Even forgoing the value arguments, the skill required to identify a vulnerability and develop a provable exploit for it and the time it will take is not free, just to pay a senior security researcher a hourly rate or monthly salary will cost much more.

These kinds ofrewards are better than nothing I suppose, but it is looks like a cheap trick to crowdsource blackbox pen testing.


It could be that companies are cheap, but I bet there's also tension between paying enough to get bugs reported and paying enough to encourage insiders to introduce (or, if they're smarter, find but fail to fix or report) bugs then have them "discovered" by someone outside (for a cut of the cash, naturally).

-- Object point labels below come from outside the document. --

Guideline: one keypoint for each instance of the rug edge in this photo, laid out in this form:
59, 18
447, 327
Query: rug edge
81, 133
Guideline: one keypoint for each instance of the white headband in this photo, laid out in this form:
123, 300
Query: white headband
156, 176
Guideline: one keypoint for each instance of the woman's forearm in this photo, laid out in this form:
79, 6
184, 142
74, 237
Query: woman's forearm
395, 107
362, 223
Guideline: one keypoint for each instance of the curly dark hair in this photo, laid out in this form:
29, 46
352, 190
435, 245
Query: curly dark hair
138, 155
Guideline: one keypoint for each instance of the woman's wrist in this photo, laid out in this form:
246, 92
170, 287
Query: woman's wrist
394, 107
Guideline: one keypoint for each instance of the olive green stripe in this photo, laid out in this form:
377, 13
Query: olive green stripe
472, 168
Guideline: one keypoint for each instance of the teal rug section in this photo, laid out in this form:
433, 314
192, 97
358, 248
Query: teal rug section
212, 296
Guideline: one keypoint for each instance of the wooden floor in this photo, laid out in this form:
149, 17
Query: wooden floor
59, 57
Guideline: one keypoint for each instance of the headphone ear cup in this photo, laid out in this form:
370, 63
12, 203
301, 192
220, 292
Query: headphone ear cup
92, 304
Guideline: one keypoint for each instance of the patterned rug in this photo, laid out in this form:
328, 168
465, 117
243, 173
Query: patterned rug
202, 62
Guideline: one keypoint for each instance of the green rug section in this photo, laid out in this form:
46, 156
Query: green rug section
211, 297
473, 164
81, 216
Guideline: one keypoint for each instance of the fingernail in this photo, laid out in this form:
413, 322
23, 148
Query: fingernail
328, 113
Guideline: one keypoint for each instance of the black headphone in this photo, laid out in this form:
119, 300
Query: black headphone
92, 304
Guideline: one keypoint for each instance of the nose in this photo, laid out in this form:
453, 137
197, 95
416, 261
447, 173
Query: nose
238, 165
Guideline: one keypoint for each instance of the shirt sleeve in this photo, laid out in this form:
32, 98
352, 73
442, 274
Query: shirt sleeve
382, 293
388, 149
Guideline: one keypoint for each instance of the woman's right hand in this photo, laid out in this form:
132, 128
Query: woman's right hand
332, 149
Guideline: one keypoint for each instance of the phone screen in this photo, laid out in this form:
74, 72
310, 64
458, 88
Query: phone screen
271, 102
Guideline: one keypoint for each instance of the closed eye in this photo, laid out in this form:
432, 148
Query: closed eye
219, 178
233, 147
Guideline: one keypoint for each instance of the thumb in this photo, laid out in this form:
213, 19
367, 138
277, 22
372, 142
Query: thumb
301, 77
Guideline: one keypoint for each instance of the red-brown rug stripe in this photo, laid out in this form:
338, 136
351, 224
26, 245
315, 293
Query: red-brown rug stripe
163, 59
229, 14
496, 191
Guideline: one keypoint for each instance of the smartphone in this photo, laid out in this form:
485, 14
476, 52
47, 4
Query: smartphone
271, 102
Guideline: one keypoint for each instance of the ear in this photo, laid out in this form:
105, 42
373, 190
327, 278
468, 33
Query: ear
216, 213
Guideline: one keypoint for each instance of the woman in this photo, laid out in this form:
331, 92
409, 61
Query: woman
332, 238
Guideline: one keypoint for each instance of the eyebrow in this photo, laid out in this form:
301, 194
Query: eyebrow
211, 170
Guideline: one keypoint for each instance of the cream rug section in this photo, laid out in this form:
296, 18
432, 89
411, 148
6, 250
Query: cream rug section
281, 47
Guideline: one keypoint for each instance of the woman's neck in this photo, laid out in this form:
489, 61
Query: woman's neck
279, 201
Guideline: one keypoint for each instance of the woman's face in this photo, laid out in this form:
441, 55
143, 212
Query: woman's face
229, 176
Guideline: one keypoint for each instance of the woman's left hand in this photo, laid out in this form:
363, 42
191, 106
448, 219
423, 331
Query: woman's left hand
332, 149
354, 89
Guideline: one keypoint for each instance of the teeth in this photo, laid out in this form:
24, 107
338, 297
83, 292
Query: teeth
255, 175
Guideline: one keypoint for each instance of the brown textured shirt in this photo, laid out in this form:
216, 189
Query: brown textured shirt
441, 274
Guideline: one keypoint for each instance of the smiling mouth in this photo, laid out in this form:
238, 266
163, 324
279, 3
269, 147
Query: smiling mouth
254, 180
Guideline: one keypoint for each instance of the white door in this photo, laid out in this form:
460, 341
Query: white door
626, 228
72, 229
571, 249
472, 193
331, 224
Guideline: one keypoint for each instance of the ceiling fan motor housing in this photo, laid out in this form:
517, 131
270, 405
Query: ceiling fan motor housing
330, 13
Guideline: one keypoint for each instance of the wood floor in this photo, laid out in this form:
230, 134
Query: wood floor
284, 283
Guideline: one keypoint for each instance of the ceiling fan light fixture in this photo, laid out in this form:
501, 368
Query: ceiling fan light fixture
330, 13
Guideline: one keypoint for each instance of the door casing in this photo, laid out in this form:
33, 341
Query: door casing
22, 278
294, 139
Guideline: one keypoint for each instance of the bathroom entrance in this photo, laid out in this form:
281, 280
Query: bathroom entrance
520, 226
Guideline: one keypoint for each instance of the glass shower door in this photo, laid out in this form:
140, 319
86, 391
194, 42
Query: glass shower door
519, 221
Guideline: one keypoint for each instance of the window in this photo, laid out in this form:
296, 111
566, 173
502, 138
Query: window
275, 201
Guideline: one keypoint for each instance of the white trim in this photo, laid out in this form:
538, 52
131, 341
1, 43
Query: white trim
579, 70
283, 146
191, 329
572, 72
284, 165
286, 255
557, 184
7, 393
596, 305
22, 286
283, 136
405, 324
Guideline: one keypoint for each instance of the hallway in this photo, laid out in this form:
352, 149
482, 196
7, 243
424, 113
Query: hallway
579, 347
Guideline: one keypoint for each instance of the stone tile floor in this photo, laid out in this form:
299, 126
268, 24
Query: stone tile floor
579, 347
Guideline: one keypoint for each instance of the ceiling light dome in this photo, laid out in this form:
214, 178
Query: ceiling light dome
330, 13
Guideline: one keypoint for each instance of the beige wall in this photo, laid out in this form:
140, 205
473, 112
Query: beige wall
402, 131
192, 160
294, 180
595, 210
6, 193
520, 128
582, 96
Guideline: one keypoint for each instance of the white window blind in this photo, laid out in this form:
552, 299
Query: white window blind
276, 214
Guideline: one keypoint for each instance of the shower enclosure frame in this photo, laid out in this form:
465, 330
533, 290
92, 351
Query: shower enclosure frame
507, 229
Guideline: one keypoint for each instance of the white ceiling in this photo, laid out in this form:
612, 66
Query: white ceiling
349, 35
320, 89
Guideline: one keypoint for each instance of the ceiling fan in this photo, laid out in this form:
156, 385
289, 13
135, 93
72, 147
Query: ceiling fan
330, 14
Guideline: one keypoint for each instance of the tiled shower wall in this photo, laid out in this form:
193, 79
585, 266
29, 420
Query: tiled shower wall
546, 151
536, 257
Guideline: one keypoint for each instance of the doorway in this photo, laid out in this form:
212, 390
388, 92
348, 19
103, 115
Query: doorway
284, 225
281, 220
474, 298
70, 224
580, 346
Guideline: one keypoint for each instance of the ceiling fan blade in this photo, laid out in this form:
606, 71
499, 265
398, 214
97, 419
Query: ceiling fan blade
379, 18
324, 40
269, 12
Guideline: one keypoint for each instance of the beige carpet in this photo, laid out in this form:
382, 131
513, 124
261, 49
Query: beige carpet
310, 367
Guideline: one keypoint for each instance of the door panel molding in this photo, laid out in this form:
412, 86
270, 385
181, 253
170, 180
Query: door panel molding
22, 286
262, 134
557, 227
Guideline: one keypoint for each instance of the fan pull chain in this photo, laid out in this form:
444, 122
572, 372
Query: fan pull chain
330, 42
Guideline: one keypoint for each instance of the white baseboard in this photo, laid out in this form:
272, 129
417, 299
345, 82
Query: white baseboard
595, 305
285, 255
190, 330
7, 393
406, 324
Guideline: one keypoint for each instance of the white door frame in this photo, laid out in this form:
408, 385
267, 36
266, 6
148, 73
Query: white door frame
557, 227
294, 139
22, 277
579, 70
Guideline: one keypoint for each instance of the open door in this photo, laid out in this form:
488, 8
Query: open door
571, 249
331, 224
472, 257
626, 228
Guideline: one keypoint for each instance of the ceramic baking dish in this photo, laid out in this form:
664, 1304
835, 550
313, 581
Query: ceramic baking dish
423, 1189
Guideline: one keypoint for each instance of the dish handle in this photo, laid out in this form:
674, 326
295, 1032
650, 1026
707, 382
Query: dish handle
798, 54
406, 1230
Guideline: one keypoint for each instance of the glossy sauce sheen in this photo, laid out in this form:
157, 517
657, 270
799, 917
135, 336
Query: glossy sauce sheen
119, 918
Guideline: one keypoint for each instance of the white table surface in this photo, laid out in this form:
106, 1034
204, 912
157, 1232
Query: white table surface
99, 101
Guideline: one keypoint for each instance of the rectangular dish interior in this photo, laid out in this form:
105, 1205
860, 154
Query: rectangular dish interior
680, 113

Maybe (probably) these bounties are too low to be anywhere near the tipping point for that so are indefensible as-is, but there surely is a level at which you'd expect to be encouraging bad behavior (proof that such a point exists: imagine a $100m bounty—now, that's plainly on the other side into "too likely to encourage, and be claimed by, fraud").


Most companies this size will have at least couple of peer reviews, so you will need collusion from all of them .

Nothing in the world can protect you from poor hiring .

If the employees truly are corrupt then they would make more money selling the bug in the black market then to a legit bug bounty .

Again it should not be linked to value , I.e. not 100m , it should be linked to effort it will take for a security researcher to find it .

Let’s say it took 3 months for a 0 day , the payout should be in the range of 40-50 k dollars perhaps .

It is still not a good deal for the guy finding it , he is risking months and he may not find anything , however being fairly remunerated for the effort if not the value is the first step companies have to take and it won’t look like a cheap trick.


Again, the smart insider doesn’t have to write the vulnerability, they just have to (with much greater access to code and infra than an outsider) notice it and not say anything (except to the outsider they sell it to). Selling such a vulnerability is a lot easier and safer than other ways of illegally monetizing a “hack”—your biggest risk is that you won’t get paid and will have no recourse, if you don’t get the money up-front, or that you do get paid but then someone else fixes the vulnerability before it can be used (that’s probably the worst likely outcome)

[edit] before it can be used to claim the bounty, that is—part of why this is relatively safe and so fairly tempting if the pot is big enough is that the money looks legitimate without some serious digging, so if some of it goes in a crypto wallet and sits there for a couple years then quietly gets siphoned off and laundered until it becomes fiat in the insider’s pocket, well, that’s probably gonna fly under everyone’s radar.